In Roman Polanski’s artful horror classic Rosemary’s Baby, he attempts to scare two demographics: people of religion and nervous, expecting mothers. Of course, he was aiming to do more than that, but those audiences may have taken more out of the film than others. Polanski crafts a slow-burning, paranoia-inducing horror film that has been engaging audiences for fifty years.
Rosemary (Mia Farrow) and Guy Woodhouse (John Cassavetes) are looking for a new apartment to start their family and decide to move into the Bramford despite its alleged association with cannibalism and murder. After befriending their elderly neighbors Minnie (Ruth Gordon) and Roman Castevet (Sidney Blackmer) and Guy securing an acting job, the couple decide it is the right time to have a baby. On the night they plan to conceive, Rosemary experiences a dreamlike vision in which she is raped by a demonic presence in front of a naked group of her apartment tenants. When she wakes up to find scratches on her body, Guy informs her that since he didn’t want to miss the chance to conceive, he had sex with her while she was unconscious. Shortly afterwards, Rosemary begins to experience strange occurrences that she believes her pregnancy is responsible for.
The film, based on the 1967 novel, was Polanski’s American debut.
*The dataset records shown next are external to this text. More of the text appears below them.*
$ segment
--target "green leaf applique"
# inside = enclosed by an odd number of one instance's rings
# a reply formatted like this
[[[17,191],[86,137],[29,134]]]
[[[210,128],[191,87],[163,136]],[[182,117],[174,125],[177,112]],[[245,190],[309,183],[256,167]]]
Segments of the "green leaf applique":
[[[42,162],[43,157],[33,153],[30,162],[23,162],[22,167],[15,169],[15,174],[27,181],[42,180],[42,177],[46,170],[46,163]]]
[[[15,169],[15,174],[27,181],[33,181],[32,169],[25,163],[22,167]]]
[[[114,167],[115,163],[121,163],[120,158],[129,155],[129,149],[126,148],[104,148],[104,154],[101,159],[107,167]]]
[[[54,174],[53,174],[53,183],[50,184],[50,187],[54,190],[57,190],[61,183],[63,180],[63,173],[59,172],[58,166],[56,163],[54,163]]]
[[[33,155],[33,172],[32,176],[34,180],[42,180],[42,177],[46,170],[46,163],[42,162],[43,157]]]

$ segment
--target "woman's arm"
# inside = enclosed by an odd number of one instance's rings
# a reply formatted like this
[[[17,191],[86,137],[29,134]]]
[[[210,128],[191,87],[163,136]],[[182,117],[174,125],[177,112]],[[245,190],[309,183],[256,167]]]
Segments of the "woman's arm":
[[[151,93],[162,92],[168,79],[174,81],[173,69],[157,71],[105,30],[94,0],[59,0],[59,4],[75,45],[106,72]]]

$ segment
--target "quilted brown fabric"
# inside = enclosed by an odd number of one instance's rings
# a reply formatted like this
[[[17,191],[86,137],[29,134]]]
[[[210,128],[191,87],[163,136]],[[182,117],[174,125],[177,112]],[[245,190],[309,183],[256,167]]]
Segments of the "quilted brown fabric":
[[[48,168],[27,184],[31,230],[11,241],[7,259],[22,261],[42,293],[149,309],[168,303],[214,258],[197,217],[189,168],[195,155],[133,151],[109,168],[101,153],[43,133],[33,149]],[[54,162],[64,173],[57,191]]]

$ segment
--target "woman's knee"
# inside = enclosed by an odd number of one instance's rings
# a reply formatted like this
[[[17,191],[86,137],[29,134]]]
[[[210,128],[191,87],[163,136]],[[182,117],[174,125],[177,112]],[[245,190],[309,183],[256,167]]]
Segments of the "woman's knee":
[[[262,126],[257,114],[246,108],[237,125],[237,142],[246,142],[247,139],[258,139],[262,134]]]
He had dabbled in the genre before, but Rosemary’s Baby gave him the chance to truly hone his horror chops. What he crafted was more psychological thriller than horror, but it is so expertly executed that the viewer does not even take notice – nor do they mind. What makes great horror is not just surprising jump-scares or unsettling premises, but the slow, suspense-building paranoia that envelopes most of the film.
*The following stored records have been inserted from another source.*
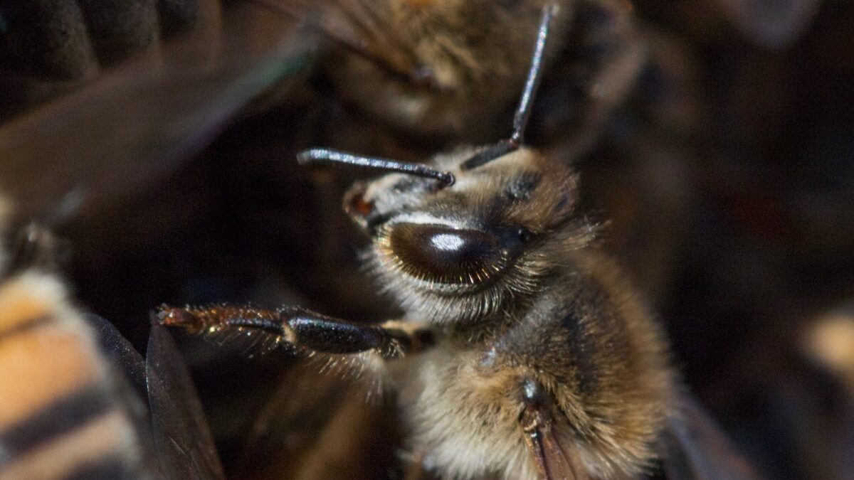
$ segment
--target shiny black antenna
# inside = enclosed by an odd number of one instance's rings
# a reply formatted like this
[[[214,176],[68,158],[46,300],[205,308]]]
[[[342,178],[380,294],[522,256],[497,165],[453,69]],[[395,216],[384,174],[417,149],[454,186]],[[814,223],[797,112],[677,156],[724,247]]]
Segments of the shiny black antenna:
[[[555,3],[547,3],[542,8],[542,17],[540,20],[540,29],[537,31],[534,56],[531,58],[531,66],[528,69],[528,79],[525,80],[525,88],[522,91],[519,106],[516,108],[516,114],[513,115],[513,132],[511,133],[510,138],[481,149],[471,158],[463,162],[460,166],[463,170],[480,167],[501,155],[517,150],[524,142],[525,127],[528,126],[528,119],[531,116],[534,97],[542,77],[542,57],[546,51],[546,40],[548,38],[552,19],[558,13],[558,9],[559,7]]]
[[[453,184],[456,179],[450,172],[440,172],[435,168],[430,168],[422,163],[407,163],[385,158],[376,158],[370,156],[360,156],[347,152],[333,150],[330,149],[310,149],[296,154],[296,161],[301,165],[317,165],[323,163],[346,164],[383,170],[386,172],[397,172],[418,177],[436,179],[439,180],[444,187]]]
[[[542,9],[542,18],[540,20],[540,30],[537,32],[534,56],[531,58],[530,68],[528,69],[528,79],[525,80],[525,89],[522,91],[519,108],[516,109],[516,114],[513,115],[513,133],[510,136],[510,143],[516,145],[522,144],[525,127],[528,126],[528,119],[531,116],[531,104],[534,102],[537,87],[540,86],[540,79],[542,78],[542,56],[546,51],[546,40],[548,38],[548,30],[552,25],[552,19],[554,18],[556,13],[558,13],[558,5],[554,3],[547,4]]]

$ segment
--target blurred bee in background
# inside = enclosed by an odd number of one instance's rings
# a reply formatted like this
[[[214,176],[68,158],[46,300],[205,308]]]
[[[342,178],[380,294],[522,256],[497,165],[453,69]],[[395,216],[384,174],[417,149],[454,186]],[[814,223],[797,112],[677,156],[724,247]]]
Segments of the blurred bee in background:
[[[522,62],[504,59],[529,55],[530,37],[523,32],[535,30],[541,6],[276,2],[285,17],[257,2],[139,2],[112,10],[102,3],[0,3],[3,81],[24,79],[33,86],[29,79],[38,79],[32,89],[13,83],[4,90],[26,93],[13,109],[19,116],[0,131],[0,189],[23,216],[46,220],[68,239],[81,300],[114,319],[137,348],[148,332],[138,319],[163,300],[305,300],[348,319],[394,315],[358,273],[354,251],[361,243],[337,212],[352,178],[329,170],[307,175],[281,159],[323,143],[420,160],[499,138],[524,81]],[[844,190],[816,186],[851,178],[822,174],[821,168],[845,171],[843,164],[819,163],[837,154],[816,154],[818,160],[809,157],[815,161],[800,168],[790,161],[785,172],[775,163],[800,159],[806,150],[789,147],[804,135],[807,145],[827,144],[820,129],[803,128],[816,115],[827,115],[824,125],[845,125],[830,122],[828,112],[847,118],[839,106],[846,104],[839,95],[848,90],[839,84],[851,72],[845,62],[831,68],[822,59],[848,57],[831,40],[846,32],[850,12],[841,4],[825,7],[816,35],[807,26],[818,3],[763,4],[768,10],[760,12],[685,0],[664,11],[643,0],[561,2],[527,135],[533,146],[569,159],[580,173],[585,188],[579,210],[611,220],[603,243],[664,312],[688,381],[741,432],[757,426],[751,412],[783,411],[763,402],[774,398],[767,391],[787,384],[782,379],[789,364],[781,357],[796,342],[786,325],[825,308],[828,297],[850,296],[837,289],[851,283],[842,273],[851,248],[842,239],[854,237],[845,235],[851,231],[847,209],[837,207],[846,204],[845,196],[832,196]],[[36,5],[41,9],[32,15],[28,9]],[[170,14],[176,5],[190,13],[213,7],[214,14]],[[155,18],[140,20],[144,15],[126,15],[128,9]],[[110,11],[123,13],[111,18]],[[63,12],[73,15],[38,23],[45,13]],[[727,20],[736,18],[734,12],[752,20],[735,25],[763,44],[769,44],[757,34],[775,32],[788,42],[803,33],[806,40],[796,47],[806,46],[785,55],[758,51]],[[198,21],[205,18],[213,21]],[[483,22],[467,21],[473,18]],[[112,26],[96,28],[95,19]],[[325,34],[309,38],[293,19]],[[182,26],[168,28],[173,20]],[[477,35],[466,33],[476,29]],[[44,41],[48,33],[72,31],[85,40]],[[129,33],[140,31],[148,33]],[[115,40],[124,35],[144,41]],[[88,56],[54,57],[95,59],[89,63],[94,68],[80,69],[85,75],[68,79],[35,65],[61,51],[53,45],[87,42],[100,45],[86,50]],[[108,52],[110,46],[116,52]],[[798,109],[792,91],[812,91],[810,85],[818,84],[815,91],[827,93],[803,102],[815,111]],[[249,103],[261,91],[266,99]],[[21,109],[59,92],[67,93],[41,108]],[[236,115],[241,121],[233,124]],[[810,175],[798,174],[803,169]],[[779,182],[787,179],[781,190]],[[821,208],[810,207],[816,203]],[[822,288],[808,291],[778,280],[800,280],[804,271],[821,278]],[[829,282],[834,287],[828,290]],[[231,419],[260,409],[270,372],[280,372],[273,364],[282,359],[268,355],[250,371],[225,354],[206,352],[196,348],[189,358],[202,372],[202,399],[227,454],[245,435]],[[775,375],[763,373],[769,367]],[[226,387],[223,378],[237,383]],[[733,412],[747,417],[734,419]],[[791,423],[787,418],[767,417],[761,421],[766,430],[741,434],[743,442],[764,447],[755,456],[803,450],[794,447],[803,438],[779,444],[793,437],[779,431]],[[822,471],[815,462],[781,457],[765,455],[765,467],[777,477]]]

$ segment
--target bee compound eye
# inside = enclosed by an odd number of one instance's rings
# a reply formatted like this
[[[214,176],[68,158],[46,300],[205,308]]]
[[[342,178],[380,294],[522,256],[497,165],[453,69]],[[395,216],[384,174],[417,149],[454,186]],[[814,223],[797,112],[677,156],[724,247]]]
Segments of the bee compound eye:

Gordon and Blackmer are excellent in their elderly, evil roles, shifting seamlessly from trustworthy and suspicious. At first, Cassavetes shines at what seems like a doting husband, but becomes more sinister as the film goes on. Farrow gives an electrifying performance, perhaps even her greatest, completely gripping the viewer into feeling the turmoil her character experiences.
Two standout scenes that showcase the Polanski’s talents and cement Rosemary’s Baby as a horror classic are the dream sequence and the ending scene. After eating chocolate mousse given to her by Minnie, Rosemary falls into a dream-like state. Polanski paints this “dream” as a surrealistic nightmare in which Rosemary eventually comes to the overwhelming conclusion that she is not dreaming at all. The ending scene in which Rosemary finally gets a glimpse of her baby is brilliant because the audience never gets to see what is so terrifying. Nothing scares the viewer more than the feeling of never knowing, and that is exactly what Polanski accomplishes. Farrow’s hysterical performance, the frantic camera work, and the haunting music all contribute to hitting the viewer with the final reveal, like an evil parallel to the story of Christ’s birth, leaving them in an almost stunned silence as soon as it’s over.